India may draw valuable lessons from this approach by integrating cryptocurrencies into existing regulatory structures rather than pursuing outright prohibition or prolonged ambiguity.

Findings and Observations

1. India lacks a comprehensive statutory framework governing cryptocurrencies.

2. Regulatory measures remain fragmented and inconsistent.

3. Judicial intervention has protected constitutional rights but not ensured regulatory certainty.

4. Taxation measures recognise cryptocurrencies without establishing investor safeguards.

5. Comparative jurisdictions demonstrate that balanced regulation is achievable.

Conclusion and Recommendations

Cryptocurrency regulation in India stands at a critical crossroads.

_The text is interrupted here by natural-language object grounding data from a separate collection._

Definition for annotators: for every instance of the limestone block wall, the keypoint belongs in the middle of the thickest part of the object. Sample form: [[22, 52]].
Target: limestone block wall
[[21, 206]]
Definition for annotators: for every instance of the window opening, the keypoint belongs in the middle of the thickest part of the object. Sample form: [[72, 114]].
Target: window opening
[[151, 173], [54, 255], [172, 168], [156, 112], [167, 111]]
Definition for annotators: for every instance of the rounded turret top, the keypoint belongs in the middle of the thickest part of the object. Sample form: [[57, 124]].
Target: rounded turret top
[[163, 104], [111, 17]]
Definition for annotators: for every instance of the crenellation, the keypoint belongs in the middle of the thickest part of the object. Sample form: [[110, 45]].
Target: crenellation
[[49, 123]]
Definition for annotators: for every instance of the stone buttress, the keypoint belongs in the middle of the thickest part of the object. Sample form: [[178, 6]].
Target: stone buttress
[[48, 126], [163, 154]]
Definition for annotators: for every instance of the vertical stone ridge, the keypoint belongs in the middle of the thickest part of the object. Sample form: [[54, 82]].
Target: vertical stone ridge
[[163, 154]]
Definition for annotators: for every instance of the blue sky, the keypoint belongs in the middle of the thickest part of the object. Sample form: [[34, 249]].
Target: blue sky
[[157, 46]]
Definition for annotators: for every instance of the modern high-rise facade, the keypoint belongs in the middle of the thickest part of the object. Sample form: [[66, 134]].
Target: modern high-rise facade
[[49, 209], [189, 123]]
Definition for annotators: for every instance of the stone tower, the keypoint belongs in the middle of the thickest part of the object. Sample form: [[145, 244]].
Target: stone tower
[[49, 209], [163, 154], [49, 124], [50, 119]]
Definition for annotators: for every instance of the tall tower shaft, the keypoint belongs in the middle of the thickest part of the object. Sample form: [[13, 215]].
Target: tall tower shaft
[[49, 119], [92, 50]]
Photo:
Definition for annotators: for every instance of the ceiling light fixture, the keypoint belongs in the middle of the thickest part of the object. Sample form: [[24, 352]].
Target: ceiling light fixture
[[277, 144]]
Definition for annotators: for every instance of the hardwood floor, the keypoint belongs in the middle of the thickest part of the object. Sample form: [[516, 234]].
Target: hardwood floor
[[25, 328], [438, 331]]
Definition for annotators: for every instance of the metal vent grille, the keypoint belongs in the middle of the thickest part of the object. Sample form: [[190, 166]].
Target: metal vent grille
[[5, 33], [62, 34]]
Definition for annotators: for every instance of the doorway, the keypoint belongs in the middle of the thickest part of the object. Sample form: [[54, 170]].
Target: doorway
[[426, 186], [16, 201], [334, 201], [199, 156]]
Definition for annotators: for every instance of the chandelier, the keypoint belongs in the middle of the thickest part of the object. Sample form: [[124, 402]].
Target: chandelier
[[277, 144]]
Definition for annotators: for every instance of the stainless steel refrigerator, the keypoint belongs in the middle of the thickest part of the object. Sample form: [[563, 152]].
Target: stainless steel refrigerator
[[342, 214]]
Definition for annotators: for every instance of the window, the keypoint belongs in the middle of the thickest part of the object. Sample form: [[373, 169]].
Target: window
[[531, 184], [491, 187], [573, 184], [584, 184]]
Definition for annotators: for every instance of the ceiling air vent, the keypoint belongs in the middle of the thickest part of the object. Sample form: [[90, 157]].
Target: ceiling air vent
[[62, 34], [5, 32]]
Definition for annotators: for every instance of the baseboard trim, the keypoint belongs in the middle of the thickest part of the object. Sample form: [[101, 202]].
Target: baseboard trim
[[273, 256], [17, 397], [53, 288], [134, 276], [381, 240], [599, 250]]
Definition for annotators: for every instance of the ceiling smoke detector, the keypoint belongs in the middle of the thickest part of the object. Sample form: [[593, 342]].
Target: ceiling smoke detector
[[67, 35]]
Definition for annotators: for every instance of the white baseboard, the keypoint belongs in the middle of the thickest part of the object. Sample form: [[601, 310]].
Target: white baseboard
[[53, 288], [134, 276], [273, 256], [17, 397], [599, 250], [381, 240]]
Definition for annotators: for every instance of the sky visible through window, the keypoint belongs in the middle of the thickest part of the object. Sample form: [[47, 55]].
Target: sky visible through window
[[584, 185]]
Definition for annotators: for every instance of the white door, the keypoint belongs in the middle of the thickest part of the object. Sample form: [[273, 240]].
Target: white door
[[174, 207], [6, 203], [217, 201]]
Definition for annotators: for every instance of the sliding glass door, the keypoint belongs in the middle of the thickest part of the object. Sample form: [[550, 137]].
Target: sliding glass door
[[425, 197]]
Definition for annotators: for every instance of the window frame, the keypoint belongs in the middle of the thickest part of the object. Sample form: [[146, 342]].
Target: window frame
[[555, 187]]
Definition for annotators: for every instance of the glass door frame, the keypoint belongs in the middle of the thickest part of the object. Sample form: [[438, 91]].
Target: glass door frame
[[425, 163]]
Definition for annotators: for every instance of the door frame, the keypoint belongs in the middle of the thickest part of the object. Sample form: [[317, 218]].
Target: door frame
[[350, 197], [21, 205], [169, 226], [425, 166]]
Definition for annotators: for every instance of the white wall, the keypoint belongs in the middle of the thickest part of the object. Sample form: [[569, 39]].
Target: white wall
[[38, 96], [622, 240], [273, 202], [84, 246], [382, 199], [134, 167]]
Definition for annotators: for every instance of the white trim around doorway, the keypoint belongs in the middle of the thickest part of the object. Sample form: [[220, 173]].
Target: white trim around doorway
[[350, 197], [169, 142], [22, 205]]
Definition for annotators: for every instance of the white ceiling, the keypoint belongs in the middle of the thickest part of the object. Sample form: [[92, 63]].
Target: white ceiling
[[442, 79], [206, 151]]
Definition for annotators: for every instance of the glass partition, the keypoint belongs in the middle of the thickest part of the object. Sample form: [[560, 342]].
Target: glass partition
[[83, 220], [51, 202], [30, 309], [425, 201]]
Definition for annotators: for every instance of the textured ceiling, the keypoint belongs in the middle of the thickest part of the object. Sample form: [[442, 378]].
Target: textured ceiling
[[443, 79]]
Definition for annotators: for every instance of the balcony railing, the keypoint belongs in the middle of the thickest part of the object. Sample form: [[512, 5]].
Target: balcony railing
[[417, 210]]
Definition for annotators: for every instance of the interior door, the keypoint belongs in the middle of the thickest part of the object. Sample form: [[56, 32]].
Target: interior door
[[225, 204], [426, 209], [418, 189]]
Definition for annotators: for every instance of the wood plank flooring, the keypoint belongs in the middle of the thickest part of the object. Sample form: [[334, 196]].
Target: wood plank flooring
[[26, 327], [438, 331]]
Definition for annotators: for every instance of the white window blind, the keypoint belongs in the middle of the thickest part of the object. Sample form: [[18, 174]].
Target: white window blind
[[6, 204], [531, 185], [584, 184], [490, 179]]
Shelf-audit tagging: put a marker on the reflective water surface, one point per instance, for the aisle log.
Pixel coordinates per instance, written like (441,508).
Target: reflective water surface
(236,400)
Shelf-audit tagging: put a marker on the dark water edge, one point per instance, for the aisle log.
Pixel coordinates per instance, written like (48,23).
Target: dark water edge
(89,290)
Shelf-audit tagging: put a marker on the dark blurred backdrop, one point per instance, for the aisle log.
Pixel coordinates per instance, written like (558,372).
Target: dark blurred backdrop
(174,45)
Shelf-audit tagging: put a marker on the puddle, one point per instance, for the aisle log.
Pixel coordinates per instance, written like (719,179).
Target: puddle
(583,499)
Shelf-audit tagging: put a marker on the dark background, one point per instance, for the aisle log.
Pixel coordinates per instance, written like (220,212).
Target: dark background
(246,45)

While regulatory oversight is essential to address financial stability and consumer protection concerns, prolonged uncertainty undermines innovation and investor confidence. India must move beyond ad hoc regulatory measures towards a coherent legal framework.

It is recommended that India enact a dedicated cryptocurrency statute that clearly defines virtual digital assets and allocates regulatory responsibilities. A risk-based regulatory approach aligned with international best practices should be adopted. Strengthening consumer protection mechanisms and enhancing regulatory coordination will enable India to harness the benefits of blockchain innovation while safeguarding its financial system.

Reference(S):

1. Internet and Mobile Association of India v Reserve Bank of India (2020) 10 SCC 274.

2. Reserve Bank of India, ‘Statement on Developmental and Regulatory Policies’ (RBI, 6 April 2018).

3. Finance Act 2022, s 115BBH.

4. Satoshi Nakamoto, ‘Bitcoin: A Peer-to-Peer Electronic Cash System’ (2008).

5. Financial Conduct Authority, ‘Guidance on Cryptoassets’ (UK FCA, 2019).